But since the upgrade to 9.3 even calls to my sl_log tables which are tiny can take:

2014-11-04 02:58:40 PST clsdb postgres 10.13.200.242(52022) 21642 2014-11-04 02:58:40.515 PSTLOG:  duration: 1627.019 ms  statement: fetch 500 from LOG;  (log had 145K items).

> I have 300 connections configured, we will use around 87 normally
> with some spikes, but I'm wondering if the 10GB shared memory caused
> me some grief, I don't believe it was the work_mem and don't believe
> it was the effective cache, but something caused my DB to run into
> issues with basic queries, same queries after restart are finishing
> in milliseconds instead of 2-3 seconds. No disk issues seen,.

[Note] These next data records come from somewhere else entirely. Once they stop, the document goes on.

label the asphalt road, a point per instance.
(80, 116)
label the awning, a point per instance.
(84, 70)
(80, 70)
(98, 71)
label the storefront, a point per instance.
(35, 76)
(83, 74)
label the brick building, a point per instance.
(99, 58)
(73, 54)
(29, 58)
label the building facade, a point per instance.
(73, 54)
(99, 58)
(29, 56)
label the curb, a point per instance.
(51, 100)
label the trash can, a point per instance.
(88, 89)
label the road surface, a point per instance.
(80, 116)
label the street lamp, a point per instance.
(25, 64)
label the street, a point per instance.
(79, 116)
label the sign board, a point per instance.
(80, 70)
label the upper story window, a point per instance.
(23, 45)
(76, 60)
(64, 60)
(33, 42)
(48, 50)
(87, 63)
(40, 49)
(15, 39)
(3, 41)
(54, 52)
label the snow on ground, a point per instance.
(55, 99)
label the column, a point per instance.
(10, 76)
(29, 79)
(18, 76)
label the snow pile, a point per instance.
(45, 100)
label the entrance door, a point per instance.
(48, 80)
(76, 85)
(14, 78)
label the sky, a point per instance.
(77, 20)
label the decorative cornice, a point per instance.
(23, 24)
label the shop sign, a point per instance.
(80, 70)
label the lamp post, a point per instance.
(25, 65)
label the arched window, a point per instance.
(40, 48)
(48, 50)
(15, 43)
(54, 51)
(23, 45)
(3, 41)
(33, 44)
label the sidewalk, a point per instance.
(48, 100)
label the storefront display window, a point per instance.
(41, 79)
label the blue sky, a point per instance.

I assume only some of the connections will be active (running queries)
at the same time. If you expect >> 32 active queries at the same time,
you're only increasing latency.

Based on your description I assume you're CPU bound (otherwise the
machine would not get "hotter", and planning is not about I/O).

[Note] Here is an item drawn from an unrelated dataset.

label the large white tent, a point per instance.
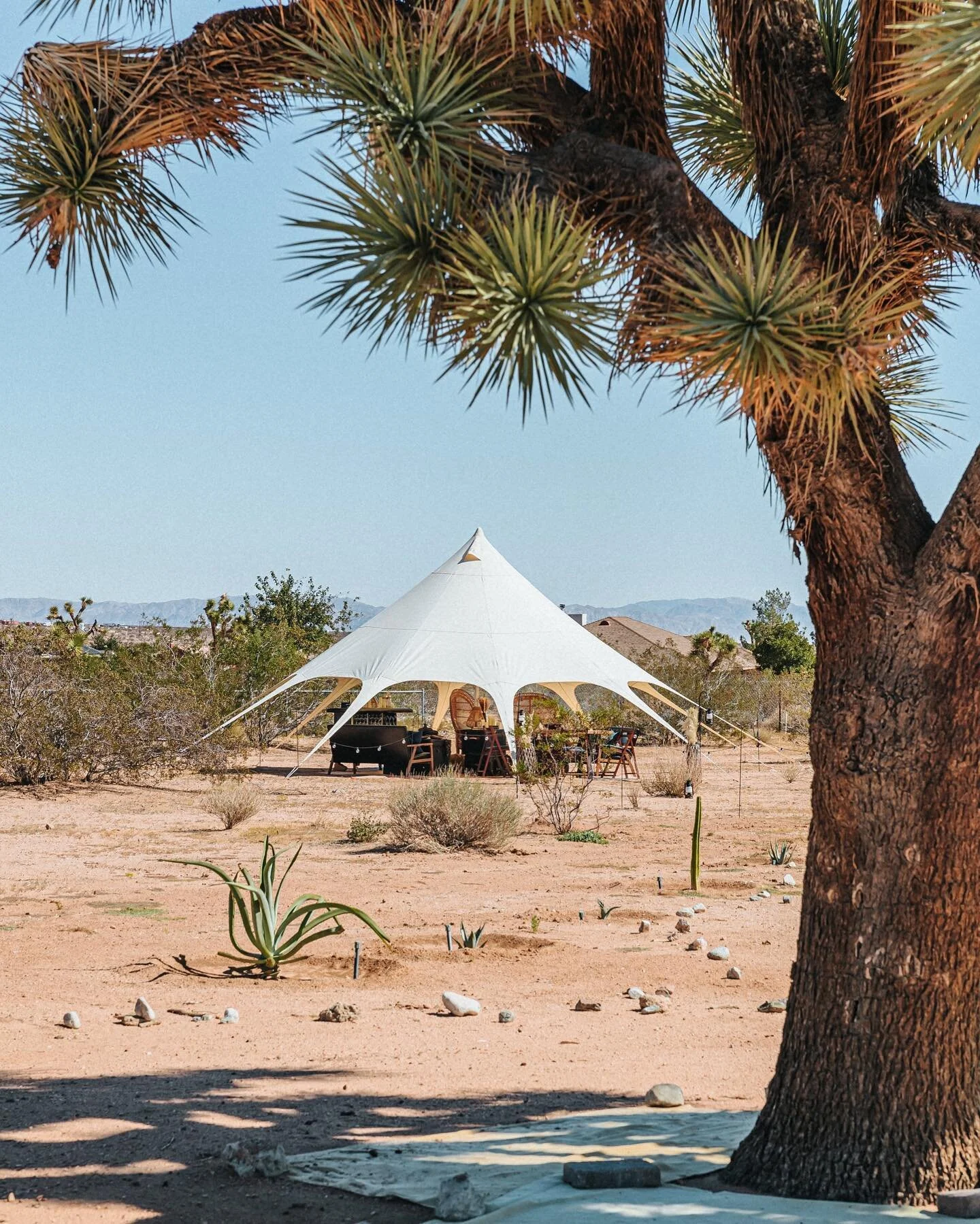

I'm not sure if this is a production machine or how much you can
experiment with it, but it'd be helpful if you could provide some
profiling information

   $ iostat -x -k 1
   $ vmstat 1

and such data. A perf profile would be even better, but to get the most
useful info it may be necessary to recompile the postgres with debug
info and '-fno-omit-frame-pointer'. Then this should do the trick:

  perf record -a -g (for a few seconds, then Ctrl-C)
  perf report

or just "perf top" to see what functions are at the top.

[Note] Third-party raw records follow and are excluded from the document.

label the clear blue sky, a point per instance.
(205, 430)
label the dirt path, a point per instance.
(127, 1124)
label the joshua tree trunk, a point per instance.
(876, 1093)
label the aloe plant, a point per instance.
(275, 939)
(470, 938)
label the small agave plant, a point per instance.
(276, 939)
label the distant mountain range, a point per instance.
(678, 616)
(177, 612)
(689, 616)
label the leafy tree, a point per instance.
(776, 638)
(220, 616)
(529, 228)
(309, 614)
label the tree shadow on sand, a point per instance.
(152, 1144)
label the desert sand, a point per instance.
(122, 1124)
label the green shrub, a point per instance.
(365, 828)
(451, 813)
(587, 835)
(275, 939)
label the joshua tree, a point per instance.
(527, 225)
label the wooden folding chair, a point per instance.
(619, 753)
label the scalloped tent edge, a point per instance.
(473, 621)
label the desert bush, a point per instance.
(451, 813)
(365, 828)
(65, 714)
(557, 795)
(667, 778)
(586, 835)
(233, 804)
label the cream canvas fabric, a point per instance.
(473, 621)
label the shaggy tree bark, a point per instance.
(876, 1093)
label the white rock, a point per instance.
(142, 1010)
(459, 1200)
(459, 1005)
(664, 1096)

This is a production server, but it was not really CPU bound with 9.2 so something is odd and I'm starting to stress, because it is a production environment :)

Connections correct, I have less than 20 or so active requests at a time, but i would say active queries are in the handful. I was was not seeing IO, but was seeing load increase as queries started taking longer, but nothing in iostat or vmstat/free showed any contention. Heck even Top while showed some cores as busy, nothing was sitting at over 60% utilized. And we are talking a load of 12-14 here on a 32 core system, when it's normally asleep!

This is  my master slon insert server, so I can run commands, tweak configs but any type of rebuild or restart of postgres is a scheduled affair.

These work loads that seem to be creating the issues run between midnight and now almost 6am, prior to 9.3 it was taking maybe 4 hours, now it's taking 6. So tomorrow AM , I'll grab some stats when I see that it's struggling.

But even now with almost no connections or really any major access i'm seeing the sl_log grab 500 rows take 1-3 seconds, which is just plain silly (but it's not a constant, so I may see 1 of these alerts every hour)
 

> So if this is not a 9.3 issue, it's an issue with me upping my config
> params to a level I thought would give a nice bump..
>
> CentOS 6.x
> Postgres:  9.3.4
> 256GB Mem
> 32Core

What kernel version are you using? I assume 6.x means 6.5, or are you
using an older CentOS version?

6.5  yes sir.. 2.6.32-431.5.1.el6.x86_64 


Are you using transparent huge pages, NUMA or similar features?
Althought, that'd probably impact 9.2 too.

ya nothing here. No difference from the 9.2 to 9.3 roll. My sysctl.conf is pretty boring. 

Also, what package is this? Is it coming from the CentOS repository,
yum.postgresql.org or some other repository?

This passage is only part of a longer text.